Allowing what is to be; to not resist, feels counter intuitive at times, but I came across a beautifully written article by Dr. Dennis Thomas, a veterinarian of over 30 years who practices both Eastern and Western Medicine. Reading and rereading his insights on cancer in pets has become my solace when feeling overwhelmed. Please click here for the full article. These paragraphs in particular have helped me hold it together.

“When you are no longer under the control of your harmful thoughts and emotions, you will find a peaceful place within that space.  From that place you are naturally open to what needs to be done for your pet.  It is no longer about you and your response.  You are now in alignment with the pet’s needs and you will be directed in your choices and decisions. You will find yourself allowing life to do what it needs to do, and you will be in a position to cooperate to the fullest with what life presents to you.  You will no longer be attacking the cancer, and the cancer will no longer be responding to your attacks.
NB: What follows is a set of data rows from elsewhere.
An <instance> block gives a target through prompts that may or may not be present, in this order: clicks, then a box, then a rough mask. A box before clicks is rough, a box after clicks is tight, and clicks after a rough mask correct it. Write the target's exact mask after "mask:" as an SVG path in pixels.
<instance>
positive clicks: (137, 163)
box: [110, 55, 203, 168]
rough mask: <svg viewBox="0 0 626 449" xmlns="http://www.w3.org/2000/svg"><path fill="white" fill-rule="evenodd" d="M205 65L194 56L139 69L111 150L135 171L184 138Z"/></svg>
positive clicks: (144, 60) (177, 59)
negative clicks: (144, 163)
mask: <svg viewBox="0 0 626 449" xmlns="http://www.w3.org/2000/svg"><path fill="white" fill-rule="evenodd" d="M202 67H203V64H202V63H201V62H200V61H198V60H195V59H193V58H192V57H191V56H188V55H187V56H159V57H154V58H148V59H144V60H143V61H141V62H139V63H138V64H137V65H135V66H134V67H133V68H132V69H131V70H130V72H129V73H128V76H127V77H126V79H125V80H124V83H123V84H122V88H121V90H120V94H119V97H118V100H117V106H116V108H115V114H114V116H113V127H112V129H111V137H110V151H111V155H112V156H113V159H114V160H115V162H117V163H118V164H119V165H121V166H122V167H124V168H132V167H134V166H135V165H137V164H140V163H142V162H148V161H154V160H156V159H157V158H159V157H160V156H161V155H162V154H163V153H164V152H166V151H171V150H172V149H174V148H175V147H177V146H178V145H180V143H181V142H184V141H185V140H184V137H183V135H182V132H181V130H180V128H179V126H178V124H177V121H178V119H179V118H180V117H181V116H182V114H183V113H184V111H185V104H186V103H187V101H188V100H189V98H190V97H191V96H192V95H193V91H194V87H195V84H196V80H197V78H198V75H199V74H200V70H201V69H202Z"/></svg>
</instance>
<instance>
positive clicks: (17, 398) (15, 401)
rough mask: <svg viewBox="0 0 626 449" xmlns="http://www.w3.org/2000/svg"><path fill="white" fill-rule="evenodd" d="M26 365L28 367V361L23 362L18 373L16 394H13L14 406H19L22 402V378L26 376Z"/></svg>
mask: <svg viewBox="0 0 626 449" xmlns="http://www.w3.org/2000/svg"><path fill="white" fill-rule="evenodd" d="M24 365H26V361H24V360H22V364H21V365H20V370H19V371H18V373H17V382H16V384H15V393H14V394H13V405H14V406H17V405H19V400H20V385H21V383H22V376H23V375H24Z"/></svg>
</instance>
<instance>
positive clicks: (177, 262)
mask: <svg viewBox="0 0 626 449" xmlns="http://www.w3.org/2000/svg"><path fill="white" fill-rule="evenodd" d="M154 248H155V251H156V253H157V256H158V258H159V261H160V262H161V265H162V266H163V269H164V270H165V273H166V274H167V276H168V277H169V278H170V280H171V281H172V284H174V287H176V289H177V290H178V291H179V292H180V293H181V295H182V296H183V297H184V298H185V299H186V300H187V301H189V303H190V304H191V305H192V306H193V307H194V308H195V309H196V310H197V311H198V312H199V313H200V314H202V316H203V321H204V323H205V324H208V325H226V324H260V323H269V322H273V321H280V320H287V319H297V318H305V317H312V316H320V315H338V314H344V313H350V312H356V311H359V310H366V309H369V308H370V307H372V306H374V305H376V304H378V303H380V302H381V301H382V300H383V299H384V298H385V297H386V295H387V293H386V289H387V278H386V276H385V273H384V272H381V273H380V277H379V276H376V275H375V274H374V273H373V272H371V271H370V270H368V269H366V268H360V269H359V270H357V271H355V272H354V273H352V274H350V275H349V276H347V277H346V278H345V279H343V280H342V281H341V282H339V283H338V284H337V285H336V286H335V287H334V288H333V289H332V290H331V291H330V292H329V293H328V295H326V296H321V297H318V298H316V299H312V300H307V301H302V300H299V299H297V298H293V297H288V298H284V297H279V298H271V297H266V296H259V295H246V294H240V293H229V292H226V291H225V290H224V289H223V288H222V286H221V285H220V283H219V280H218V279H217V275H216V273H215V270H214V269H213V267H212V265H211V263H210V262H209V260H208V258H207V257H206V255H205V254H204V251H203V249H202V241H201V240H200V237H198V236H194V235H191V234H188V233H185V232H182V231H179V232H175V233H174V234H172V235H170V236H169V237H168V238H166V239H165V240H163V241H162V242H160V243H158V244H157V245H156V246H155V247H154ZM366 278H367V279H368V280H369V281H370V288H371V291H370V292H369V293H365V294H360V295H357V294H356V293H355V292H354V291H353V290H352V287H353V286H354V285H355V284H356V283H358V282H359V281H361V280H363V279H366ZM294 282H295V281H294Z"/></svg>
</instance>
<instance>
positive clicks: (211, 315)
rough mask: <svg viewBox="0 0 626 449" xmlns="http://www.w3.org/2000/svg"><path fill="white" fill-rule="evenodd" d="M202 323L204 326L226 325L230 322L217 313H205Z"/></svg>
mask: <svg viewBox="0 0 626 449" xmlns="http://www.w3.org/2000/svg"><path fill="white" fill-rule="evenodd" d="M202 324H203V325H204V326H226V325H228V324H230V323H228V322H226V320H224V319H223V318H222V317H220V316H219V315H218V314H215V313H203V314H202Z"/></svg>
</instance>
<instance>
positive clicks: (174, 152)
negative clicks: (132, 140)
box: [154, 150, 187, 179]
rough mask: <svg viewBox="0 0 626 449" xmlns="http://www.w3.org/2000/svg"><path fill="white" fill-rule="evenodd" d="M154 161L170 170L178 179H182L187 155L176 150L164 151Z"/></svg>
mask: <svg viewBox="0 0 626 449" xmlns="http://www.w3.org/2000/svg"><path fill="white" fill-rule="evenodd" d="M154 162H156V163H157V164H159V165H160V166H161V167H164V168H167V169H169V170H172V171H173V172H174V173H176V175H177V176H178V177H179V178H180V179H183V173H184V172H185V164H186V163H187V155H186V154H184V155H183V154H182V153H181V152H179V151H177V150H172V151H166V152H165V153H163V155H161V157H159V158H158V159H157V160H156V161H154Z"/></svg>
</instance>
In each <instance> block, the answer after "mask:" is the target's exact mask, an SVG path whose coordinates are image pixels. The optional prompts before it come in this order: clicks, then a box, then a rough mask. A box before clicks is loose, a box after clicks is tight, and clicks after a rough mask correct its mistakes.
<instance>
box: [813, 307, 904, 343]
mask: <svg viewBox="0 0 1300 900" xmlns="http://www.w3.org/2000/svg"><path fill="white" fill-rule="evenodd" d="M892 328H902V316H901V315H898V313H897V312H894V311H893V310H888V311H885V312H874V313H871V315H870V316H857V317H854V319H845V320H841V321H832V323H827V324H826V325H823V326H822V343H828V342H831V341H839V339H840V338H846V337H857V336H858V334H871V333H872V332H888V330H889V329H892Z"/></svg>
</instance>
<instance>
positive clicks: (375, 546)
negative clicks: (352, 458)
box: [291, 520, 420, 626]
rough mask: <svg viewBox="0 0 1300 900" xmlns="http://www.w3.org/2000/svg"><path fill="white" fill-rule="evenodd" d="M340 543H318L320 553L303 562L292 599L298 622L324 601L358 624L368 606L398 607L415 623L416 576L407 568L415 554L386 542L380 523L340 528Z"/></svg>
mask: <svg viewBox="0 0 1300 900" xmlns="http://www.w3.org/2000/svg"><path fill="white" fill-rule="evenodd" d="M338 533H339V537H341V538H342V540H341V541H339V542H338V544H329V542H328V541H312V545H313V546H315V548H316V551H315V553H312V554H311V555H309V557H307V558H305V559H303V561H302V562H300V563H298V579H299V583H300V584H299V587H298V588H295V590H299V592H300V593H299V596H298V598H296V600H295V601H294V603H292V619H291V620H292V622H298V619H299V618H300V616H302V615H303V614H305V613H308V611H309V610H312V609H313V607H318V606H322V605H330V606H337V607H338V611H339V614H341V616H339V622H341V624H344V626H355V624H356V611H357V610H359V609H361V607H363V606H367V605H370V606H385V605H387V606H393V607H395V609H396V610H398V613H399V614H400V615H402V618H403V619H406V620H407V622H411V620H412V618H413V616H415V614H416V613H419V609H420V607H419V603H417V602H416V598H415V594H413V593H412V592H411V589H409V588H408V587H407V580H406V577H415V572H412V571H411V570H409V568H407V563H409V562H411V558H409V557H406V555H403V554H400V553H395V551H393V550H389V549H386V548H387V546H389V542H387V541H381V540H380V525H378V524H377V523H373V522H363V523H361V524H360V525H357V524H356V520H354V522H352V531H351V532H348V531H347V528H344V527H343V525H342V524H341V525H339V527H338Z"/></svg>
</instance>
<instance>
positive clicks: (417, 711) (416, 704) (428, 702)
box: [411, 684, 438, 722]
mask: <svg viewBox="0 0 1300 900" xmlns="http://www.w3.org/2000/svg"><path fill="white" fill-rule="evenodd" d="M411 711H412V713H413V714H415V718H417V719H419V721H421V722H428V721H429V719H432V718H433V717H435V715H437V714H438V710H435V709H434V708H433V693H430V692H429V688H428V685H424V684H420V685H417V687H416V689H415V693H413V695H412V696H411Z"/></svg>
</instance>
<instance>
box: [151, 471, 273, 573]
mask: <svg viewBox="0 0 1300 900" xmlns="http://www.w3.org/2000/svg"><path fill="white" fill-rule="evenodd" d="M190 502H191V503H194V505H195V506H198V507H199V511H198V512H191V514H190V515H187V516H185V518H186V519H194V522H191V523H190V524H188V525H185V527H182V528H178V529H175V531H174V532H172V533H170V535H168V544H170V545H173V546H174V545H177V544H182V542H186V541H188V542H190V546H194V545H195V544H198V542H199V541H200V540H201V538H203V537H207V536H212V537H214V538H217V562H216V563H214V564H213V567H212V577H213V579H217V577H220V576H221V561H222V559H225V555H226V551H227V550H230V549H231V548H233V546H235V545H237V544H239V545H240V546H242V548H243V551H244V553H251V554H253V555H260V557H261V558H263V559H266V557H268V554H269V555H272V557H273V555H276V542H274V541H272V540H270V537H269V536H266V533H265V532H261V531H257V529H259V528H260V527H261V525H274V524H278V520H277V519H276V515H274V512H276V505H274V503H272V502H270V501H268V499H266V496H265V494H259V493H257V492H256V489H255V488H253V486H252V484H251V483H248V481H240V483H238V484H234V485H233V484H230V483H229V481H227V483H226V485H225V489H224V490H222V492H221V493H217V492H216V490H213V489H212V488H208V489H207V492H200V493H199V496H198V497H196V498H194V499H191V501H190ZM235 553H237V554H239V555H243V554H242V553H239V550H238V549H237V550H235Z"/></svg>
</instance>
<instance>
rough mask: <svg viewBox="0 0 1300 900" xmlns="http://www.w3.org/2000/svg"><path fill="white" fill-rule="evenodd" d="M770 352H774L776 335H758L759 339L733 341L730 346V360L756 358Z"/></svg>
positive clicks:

Universal laws tell us that what you attack, you only make stronger.

Be forewarned, aligning yourself with an attitude of allowing cancer to be, may cause the ego-mind to react, and it may tell you that you are giving up.  That is not the case. You will still take steps to address the cancer, but now you will be guided by loving energy instead of fear.  There will be ease of movement instead of resistance—and there will be no suffering.”

I am committed to the balance of showing Manzana all the love she missed out on in her life, keeping her happy and comfortable, being positive for her, and to being open and aware of her wishes. I want to make sure she can feel safe to let me know when she’s ready, all the while clearly hoping for a miracle.

I’m not sure where all this will lead, but I do feel I am meant to be having this experience. I often feel ill equipped and crippled with grief, but I am learning, and loving, and I guess you could say, walking the walk. Have I mentioned I’m scared? In the end, what I can do is to proceed with gratitude for the gift of another tiny soul who is teaching me so much.